In 2008, two young East Indian men, Deepinder Goyal and Pankaj Chaddah, launched Foodiebay, a restaurant review and guide for Delhi, India. Today, the company has expanded to 24 countries and is now known as Zomato. They now offer online ordering and delivery, serving over 50 million users around the globe every month. It’s a huge success story.

However, their success didn’t come easy. According to Goyal, one of the biggest challenges was finding the right people to “fuel growth.” In his own words, “It has been like looking for a white glove in a snowstorm … to ensure that people fit in well in terms of skill, culture, and attitude.”

Even in this day of technology and a variety of startup approaches, the need to find the right founding team is critical. A startup is fragile, and there is no room for conflict among the few who must collaborate and make major decisions together.

The good news is that there are some guiding principles that you should follow to gather a rockstar team, who will bring the most value as you launch and grow.

1. Assess Your Own Strengths First

The new business comes from an idea you have had – a product or service that you believe is marketable.

You also know that you have certain strengths. You may be a great idea person, but in terms of founding a startup and growing a business, you definitely have areas of challenge.

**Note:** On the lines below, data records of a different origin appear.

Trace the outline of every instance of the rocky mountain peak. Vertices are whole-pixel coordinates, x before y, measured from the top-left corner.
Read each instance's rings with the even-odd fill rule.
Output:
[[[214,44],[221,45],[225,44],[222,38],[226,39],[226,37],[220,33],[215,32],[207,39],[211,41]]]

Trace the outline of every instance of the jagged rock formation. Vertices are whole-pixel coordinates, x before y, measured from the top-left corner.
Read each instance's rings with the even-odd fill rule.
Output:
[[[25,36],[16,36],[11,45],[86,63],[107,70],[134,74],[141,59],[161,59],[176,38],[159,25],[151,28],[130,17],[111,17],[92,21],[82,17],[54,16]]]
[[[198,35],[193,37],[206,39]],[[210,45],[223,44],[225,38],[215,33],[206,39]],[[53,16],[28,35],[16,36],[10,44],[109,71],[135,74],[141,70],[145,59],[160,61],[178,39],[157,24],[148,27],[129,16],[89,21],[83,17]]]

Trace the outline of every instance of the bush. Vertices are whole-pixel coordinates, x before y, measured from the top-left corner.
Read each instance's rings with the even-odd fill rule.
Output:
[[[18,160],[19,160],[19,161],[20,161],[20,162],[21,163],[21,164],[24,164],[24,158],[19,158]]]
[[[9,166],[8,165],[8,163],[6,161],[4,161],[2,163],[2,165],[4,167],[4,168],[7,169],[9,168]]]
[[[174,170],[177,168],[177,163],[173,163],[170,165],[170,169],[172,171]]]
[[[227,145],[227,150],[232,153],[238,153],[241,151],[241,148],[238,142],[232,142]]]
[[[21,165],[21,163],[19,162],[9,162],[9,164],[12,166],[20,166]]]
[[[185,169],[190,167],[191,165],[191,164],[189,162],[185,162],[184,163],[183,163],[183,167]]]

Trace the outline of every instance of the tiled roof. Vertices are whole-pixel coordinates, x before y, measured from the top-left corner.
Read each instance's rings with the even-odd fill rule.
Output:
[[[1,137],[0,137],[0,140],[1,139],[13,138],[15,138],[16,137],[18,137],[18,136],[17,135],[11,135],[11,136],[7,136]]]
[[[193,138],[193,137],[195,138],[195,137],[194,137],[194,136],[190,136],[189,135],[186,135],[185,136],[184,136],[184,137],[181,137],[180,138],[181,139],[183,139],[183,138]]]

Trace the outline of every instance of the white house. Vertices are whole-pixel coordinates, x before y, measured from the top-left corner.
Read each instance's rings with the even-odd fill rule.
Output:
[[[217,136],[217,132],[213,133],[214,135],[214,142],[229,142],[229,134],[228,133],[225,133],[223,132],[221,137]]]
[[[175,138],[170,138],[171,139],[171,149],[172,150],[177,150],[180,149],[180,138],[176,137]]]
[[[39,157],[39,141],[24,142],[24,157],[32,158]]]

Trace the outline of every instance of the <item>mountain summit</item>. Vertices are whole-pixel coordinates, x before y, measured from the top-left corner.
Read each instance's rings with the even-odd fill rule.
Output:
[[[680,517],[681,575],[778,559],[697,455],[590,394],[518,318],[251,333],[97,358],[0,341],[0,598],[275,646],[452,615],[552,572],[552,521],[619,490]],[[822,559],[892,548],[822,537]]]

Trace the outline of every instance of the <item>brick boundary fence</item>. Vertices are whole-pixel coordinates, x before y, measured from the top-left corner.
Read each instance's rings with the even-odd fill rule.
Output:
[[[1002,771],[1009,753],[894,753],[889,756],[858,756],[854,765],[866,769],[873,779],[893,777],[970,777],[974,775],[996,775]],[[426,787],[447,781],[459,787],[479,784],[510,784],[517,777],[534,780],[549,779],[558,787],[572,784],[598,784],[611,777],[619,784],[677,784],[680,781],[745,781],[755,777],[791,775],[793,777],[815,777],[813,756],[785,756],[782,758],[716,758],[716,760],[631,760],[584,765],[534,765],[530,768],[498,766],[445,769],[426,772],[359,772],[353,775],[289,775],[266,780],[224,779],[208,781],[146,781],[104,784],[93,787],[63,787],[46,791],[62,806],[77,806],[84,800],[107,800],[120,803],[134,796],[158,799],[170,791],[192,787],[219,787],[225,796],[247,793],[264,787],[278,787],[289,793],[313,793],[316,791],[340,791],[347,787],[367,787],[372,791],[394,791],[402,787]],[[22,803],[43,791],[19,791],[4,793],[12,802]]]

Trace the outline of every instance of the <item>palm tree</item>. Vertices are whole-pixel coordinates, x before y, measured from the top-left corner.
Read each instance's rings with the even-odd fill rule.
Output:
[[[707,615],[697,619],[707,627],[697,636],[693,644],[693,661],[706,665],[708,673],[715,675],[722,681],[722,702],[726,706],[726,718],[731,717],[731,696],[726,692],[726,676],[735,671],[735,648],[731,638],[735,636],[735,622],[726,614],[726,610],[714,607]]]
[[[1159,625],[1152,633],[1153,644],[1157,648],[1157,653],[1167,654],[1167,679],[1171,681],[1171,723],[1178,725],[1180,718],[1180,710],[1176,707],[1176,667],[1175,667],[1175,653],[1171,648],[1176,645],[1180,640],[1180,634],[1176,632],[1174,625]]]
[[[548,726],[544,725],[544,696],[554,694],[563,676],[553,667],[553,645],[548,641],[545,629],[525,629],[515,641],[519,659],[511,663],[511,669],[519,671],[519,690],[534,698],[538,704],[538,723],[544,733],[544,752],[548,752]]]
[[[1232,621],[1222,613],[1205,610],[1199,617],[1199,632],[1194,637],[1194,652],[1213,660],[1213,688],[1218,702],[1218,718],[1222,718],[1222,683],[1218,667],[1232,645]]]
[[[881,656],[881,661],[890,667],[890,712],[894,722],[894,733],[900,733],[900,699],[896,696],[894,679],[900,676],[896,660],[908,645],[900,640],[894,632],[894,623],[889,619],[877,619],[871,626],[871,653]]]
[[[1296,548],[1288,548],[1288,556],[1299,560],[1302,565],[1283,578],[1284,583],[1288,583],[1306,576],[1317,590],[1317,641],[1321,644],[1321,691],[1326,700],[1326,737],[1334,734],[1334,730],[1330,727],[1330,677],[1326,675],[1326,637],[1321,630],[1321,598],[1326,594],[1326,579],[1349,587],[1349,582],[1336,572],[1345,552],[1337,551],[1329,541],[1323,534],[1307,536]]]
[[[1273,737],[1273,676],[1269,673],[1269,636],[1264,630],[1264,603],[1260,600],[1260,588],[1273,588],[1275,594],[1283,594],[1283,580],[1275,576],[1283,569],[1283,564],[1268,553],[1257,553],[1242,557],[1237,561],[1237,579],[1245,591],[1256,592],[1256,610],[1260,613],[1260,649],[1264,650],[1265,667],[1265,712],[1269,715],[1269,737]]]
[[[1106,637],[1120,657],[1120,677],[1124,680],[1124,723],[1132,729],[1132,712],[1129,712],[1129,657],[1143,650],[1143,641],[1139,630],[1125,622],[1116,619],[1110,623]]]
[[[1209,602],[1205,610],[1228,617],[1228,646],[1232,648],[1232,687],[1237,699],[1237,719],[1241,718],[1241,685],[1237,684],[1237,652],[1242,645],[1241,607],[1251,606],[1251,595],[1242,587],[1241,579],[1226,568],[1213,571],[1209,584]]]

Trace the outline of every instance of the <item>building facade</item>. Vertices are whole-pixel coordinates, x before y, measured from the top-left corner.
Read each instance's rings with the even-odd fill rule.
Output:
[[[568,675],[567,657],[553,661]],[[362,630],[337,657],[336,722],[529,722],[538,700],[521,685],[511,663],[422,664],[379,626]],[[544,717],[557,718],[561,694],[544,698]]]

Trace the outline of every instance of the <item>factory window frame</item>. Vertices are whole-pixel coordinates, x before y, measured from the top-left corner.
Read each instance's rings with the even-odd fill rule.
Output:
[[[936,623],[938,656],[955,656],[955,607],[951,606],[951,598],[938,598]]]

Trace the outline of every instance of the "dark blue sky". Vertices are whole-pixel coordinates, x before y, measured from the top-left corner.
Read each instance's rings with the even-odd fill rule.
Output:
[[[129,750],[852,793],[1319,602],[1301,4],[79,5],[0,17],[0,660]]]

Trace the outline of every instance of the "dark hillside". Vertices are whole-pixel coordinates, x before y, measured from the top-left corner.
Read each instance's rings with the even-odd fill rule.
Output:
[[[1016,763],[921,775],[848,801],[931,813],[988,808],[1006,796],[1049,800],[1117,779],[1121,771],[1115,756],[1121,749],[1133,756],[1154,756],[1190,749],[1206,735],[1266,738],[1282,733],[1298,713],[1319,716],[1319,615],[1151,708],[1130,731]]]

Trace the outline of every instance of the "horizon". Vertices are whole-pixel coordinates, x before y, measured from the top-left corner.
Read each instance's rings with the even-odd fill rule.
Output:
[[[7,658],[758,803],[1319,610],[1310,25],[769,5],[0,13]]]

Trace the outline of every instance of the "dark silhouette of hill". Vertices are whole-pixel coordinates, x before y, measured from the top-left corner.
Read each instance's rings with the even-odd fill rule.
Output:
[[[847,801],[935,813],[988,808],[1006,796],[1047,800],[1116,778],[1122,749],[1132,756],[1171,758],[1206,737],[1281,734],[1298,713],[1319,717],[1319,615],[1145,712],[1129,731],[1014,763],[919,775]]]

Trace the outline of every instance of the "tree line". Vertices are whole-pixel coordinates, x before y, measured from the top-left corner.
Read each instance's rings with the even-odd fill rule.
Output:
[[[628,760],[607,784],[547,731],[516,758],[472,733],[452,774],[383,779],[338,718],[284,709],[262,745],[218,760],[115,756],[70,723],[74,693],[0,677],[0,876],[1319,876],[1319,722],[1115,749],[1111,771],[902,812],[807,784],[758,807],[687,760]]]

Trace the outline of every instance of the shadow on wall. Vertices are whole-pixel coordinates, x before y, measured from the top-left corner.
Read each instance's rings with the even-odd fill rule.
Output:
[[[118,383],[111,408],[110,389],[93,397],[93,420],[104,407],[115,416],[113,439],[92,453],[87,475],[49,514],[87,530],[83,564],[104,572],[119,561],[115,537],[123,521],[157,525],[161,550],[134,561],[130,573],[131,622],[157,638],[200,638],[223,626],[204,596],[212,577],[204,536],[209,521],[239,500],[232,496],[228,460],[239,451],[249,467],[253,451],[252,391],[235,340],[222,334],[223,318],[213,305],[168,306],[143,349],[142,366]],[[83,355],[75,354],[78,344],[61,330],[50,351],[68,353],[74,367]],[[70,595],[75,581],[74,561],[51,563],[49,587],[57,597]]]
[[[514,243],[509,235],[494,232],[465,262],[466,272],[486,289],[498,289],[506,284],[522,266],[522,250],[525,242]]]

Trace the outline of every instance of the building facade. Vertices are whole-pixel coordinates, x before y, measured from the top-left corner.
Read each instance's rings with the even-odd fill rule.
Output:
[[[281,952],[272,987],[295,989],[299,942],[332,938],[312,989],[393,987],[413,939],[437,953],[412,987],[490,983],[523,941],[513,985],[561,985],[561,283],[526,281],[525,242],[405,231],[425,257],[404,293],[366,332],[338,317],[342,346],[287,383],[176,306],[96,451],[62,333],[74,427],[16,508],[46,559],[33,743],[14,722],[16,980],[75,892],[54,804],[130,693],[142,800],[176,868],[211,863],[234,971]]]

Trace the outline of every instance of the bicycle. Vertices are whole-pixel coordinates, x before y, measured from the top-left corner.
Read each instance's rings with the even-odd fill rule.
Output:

In a recent study reported in Harvard Business Review, successful founders who are high in technical skills quickly hire associates skilled in business. They know they lack the full array of talent that it takes to get a business up and running. The researchers, in fact, quote Steve jobs, who stated that the first 10 hires each make up 10% of the company, and they must be “A-list” people.

Identify those areas in which you know you will face challenges. Perhaps it is developing a business plan; maybe it’s in the area of finding experts in marketing, investor funding, or financial management. What you need are individuals who can fill in the “gaps” for the skills you lack.

2. Hire Decision-Makers, Not Task-Completers

Your founding hires will be in charge of departments. Those who have had careers in which they have simply completed tasks or projects that others have designed will not be a “fit.” Find people who actually designed the projects or tasks.

Also read: 4 key attributes of fundable founding teams

As Fan Bi, CEO of Blank Label, puts it: “Your founding team members need to be creators. After all, they’re tasked with designing your departments from scratch.” Hence, you should be  looking for innovators and creators, not followers. These individuals may have worked for other organizations, but their resumes must show leadership in project innovation, “out of the box” thinking, and the willingness to take risks, even if there are failures.

3. Streamline Your Hiring Process by Using The Right Tools and Resources

Most likely, you won’t attract the right candidates by simply posting on traditional job boards. The kind of the crowd you are looking for may be already employed or pursuing their own passion projects.

As well, your hiring timeline may be limited as you will want to hire the right people as soon as possible to get the project off the ground, instead of spending months going through a pile of CVs and scheduling interviews.

Instead of going the traditional hiring route, try the following instead:

  • Join niche communities and ask for referrals. Angel.co and Entrepreneur Subreddit are good places to make initial connections, browse possible candidates and pitch your company to interested prospects.
  • Choose niche job boards over general ones. Not all candidates may be open to working from a co-working space or remotely, or get hired without an initial lavish benefit package. So to weed out those, looking for a “traditional” job arrangement, post your ad on boards catering towards a more startup crowd e.g. RemoteOK, Hacker News Jobs and CrunchBoard.
  • To avoid getting swapped with an incoming applications, use Greenhouse to streamline your process. The tool will allow you to design a custom hiring process for your company and assess each candidate based on custom parameters e.g. create a scorecard of key attributes for an ideal hire; collect structured data about all the applicants that will be leveraged for final decision making etc.
  • Finally, don’t forget the networks and contacts that you have already developed during school or employment. Get in touch with the folks you admire, introduce your company and ask whether they may know a good “fit”.

4. Use Initial Hires as Resources

Once you have found a one or two great hires, use them as resources to recommend other potential founding team members. They have a good feel for what you are looking for. Employee referrals also tend to have the highest applicant to hire conversion rate – only 7% apply, but this typically accounts for 40% of all hires.

And include your key hires in your other hiring processes. Remember, everyone must feel good about who is coming on board.

In the end, when hiring the initial team you will have to trust your gut a great deal. You can look for the skills and talents you need; you can interview and test; you can pursue those who are recommended. But your gut will tell you a lot too. When you are genuinely excited after having met with a potential hire, you probably have found a “winner.”